There is exactly zero use of this kind of math afterwards - you have engineers who have a hard time approximating (and were taught to not do it because it is not sufficiently precise) or economics students who do not understand the statistics they were force fed.
I hire quite a lot of these and the general feeling is that the school does not matter anymore (the other obsession in France: the Grandes Ecoles - top schools which are supposed to give birth to geniuses) and that the people who did things on their own are way way more interesting for companies than the ones who have a specific diploma.
Just so this does not sound like whining: I myself graduated from such a top school so I am shiitng my own bed somehow.
Finally, a lot of the science taught at school is just boring.
Take the first year of "specialized" physics (2nd year of high school). Exactly everything in the curriculum is made boring or nonsensical. You teach students what are electronics layers (s1, 2s, 2p, ...) but when they ask about details the answer is "nah, you will understand this in your 2nd year of university".

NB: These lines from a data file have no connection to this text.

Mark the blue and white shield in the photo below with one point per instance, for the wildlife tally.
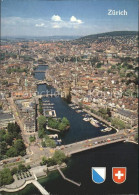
(98, 174)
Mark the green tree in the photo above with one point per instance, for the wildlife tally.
(59, 157)
(3, 147)
(32, 138)
(11, 152)
(9, 138)
(5, 177)
(41, 121)
(20, 147)
(22, 167)
(14, 171)
(50, 143)
(41, 133)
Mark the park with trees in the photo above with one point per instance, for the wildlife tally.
(11, 143)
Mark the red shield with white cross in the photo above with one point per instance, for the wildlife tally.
(119, 174)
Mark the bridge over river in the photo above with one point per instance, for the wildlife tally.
(93, 143)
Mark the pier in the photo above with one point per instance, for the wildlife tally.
(65, 178)
(40, 188)
(93, 143)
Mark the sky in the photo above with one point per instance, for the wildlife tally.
(66, 17)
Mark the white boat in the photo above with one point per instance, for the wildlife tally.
(86, 119)
(106, 129)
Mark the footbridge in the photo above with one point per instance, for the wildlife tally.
(93, 143)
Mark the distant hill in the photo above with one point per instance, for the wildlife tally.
(108, 34)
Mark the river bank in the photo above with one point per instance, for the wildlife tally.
(79, 167)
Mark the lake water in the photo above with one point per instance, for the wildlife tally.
(79, 166)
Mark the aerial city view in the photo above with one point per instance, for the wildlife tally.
(69, 97)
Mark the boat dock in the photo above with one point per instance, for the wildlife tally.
(65, 178)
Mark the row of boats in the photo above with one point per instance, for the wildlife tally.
(90, 119)
(87, 117)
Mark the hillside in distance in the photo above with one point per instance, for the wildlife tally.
(108, 34)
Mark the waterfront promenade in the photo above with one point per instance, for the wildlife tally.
(93, 143)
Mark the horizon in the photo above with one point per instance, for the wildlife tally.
(66, 18)
(29, 36)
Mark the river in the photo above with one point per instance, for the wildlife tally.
(79, 166)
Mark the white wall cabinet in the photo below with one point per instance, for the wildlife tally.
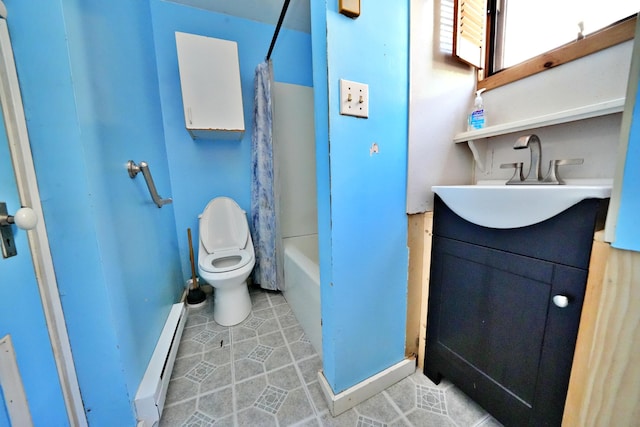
(210, 83)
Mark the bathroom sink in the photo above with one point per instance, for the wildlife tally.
(495, 205)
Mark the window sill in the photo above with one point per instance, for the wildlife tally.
(611, 36)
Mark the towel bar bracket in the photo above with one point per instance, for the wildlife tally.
(144, 168)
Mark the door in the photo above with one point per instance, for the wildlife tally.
(22, 317)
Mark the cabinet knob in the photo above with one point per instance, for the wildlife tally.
(561, 301)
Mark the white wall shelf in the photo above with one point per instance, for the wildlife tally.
(566, 116)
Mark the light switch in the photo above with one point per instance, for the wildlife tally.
(354, 99)
(350, 8)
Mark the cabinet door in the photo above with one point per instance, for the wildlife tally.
(494, 331)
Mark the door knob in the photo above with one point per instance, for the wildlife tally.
(561, 301)
(24, 218)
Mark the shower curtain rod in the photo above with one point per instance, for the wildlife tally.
(275, 34)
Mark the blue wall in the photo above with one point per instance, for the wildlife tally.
(203, 169)
(627, 229)
(362, 197)
(88, 80)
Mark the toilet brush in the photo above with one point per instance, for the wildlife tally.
(196, 296)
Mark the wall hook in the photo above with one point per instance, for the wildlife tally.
(144, 168)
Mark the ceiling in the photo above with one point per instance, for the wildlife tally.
(266, 11)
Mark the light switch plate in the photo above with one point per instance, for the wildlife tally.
(350, 8)
(354, 99)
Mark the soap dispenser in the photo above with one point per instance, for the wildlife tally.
(477, 118)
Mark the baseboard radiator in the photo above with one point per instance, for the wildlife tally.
(152, 391)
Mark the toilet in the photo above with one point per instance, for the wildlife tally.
(226, 258)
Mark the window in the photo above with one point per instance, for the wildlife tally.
(512, 39)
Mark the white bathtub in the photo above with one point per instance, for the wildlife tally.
(302, 284)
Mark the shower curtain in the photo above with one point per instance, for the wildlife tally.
(267, 242)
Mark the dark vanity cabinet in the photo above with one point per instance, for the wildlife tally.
(493, 328)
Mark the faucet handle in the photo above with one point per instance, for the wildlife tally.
(552, 175)
(517, 173)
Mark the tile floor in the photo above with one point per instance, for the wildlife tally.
(263, 372)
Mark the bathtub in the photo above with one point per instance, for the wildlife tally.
(302, 284)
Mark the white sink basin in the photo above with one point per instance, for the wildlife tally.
(512, 206)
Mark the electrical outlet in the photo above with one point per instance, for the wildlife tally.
(350, 8)
(354, 99)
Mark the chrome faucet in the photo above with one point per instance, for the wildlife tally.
(532, 142)
(534, 175)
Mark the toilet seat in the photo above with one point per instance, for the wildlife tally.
(225, 260)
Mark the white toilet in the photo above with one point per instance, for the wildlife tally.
(226, 258)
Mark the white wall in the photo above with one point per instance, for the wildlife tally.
(441, 93)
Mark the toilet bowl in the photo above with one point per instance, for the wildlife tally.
(226, 258)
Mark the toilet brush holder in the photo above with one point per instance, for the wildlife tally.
(195, 296)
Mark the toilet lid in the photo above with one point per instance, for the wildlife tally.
(223, 226)
(224, 261)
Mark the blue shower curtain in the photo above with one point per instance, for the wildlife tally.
(268, 271)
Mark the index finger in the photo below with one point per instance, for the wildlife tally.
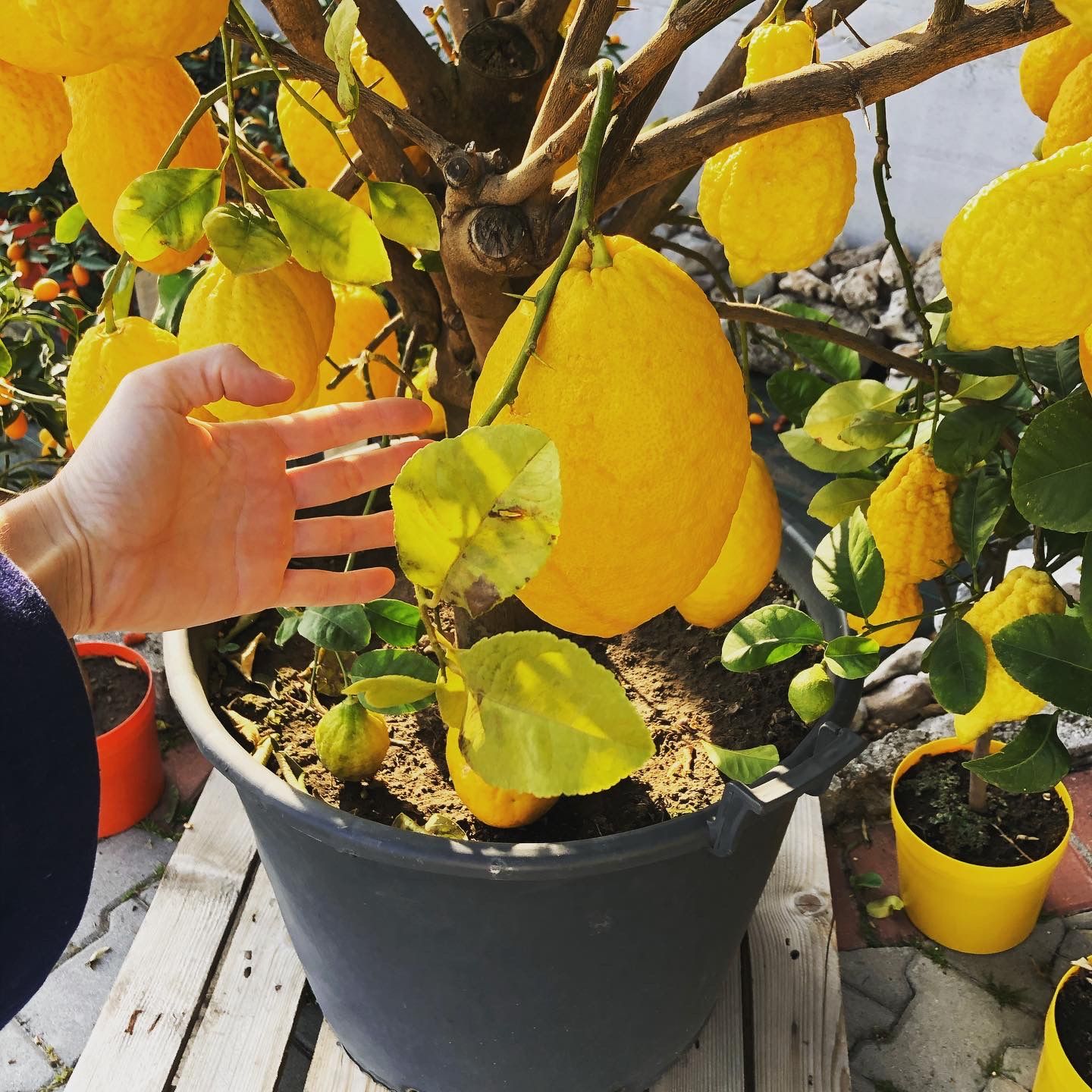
(325, 427)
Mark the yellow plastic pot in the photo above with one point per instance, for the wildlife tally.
(977, 908)
(1056, 1072)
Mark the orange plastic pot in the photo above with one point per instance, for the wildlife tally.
(977, 908)
(1056, 1072)
(130, 767)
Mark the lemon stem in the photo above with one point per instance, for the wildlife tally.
(588, 168)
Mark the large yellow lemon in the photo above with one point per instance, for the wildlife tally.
(638, 387)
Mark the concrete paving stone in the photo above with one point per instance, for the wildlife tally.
(124, 861)
(1020, 1064)
(66, 1008)
(1025, 968)
(947, 1037)
(23, 1067)
(880, 974)
(864, 1018)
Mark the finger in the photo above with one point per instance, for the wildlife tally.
(315, 588)
(334, 479)
(325, 427)
(334, 535)
(208, 375)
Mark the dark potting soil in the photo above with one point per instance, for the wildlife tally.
(670, 670)
(117, 689)
(1015, 829)
(1072, 1015)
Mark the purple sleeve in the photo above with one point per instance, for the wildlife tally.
(49, 791)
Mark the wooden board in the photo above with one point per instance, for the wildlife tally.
(796, 990)
(148, 1015)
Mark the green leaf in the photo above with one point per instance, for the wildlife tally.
(396, 623)
(245, 240)
(768, 635)
(382, 663)
(165, 209)
(1057, 369)
(337, 46)
(341, 629)
(330, 236)
(848, 568)
(814, 454)
(1053, 468)
(742, 766)
(403, 214)
(1052, 657)
(839, 499)
(985, 388)
(389, 692)
(836, 360)
(838, 409)
(1084, 606)
(965, 437)
(958, 667)
(811, 694)
(69, 224)
(795, 391)
(852, 657)
(1034, 761)
(977, 505)
(541, 717)
(476, 516)
(287, 629)
(883, 908)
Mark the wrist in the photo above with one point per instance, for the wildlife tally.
(37, 533)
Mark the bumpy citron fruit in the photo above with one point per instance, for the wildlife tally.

How come someone did not decide to teach mechanics?? This is not only something everyone can relate to, but also perfectly fits with the math curriculum and allows for very interesting and advanced exercises. No - better tell them "Schrodinger equation" and move forward.
I am really mad against this: not only it pushes away young people from science (boring, difficult, ...) but also avoid teaching the important things everyday people will encounter: what a kWh is on their electricity bill, how compound interest works, ... But hey, they will know that the 2p layer follows the 2s one and that homothety is an endormorphism.
The reforms I was referring to are the ones pushing sciences even further away for a good portion of the kids with the earlier specialties.
> I hire quite a lot of these and the general feeling is that the school does not matter anymore
I feel like it's still a good proxy to identify people who are going to have a more mature approach to their field earlier on. But nothing can replace passion I guess.
I was not enthusiastic when my son decided to go there but it turns out that the school, still being full of itself, has changed and the class was great.
It obviously follows the general curriculum but it is outdated compared to what is expected from young graduates. I mentioned the math obsession (and its rigidity, honestly just reading the book makes me yawn - while analysis (calculus) is wonderful in practice), but there is also philosophy which is honestly a scam.
It could be a great opportunity to help people think, but they decided to make it something everyone hates, where the marks depend on the alignment of the planets and where the very last thing that is expected is your own opinion. They want the opinion of others, in a strictly rigid structure.
I love my country but the people who manage the curriculum should be fired on the spot and replaced by the ones who have gone outside the ministry to the real world.
We will never be competitive otherwise.
My second language was python. But I just wanted to make cool games, and Python’s graphics were too low-level and verbose (compared to Scratch at least where you get a canvas with 0 code), so I wrote much more in Scratch until later on (my third language was Objective-C and a big part of that was Interface Builder, so I also had “graphics-for-free” there more or less)
I hated Scratch. I saw it as childish and simplistic. I wanted to play with the big boy stuff.
Scratch shields you from learning how data is represented even more than Python, and at that age all I wanted to do was make video games. My first "wow" moment was learning how Scratch platformers changed the "offset" to bring objects into view but didn't actually move my characters left and right.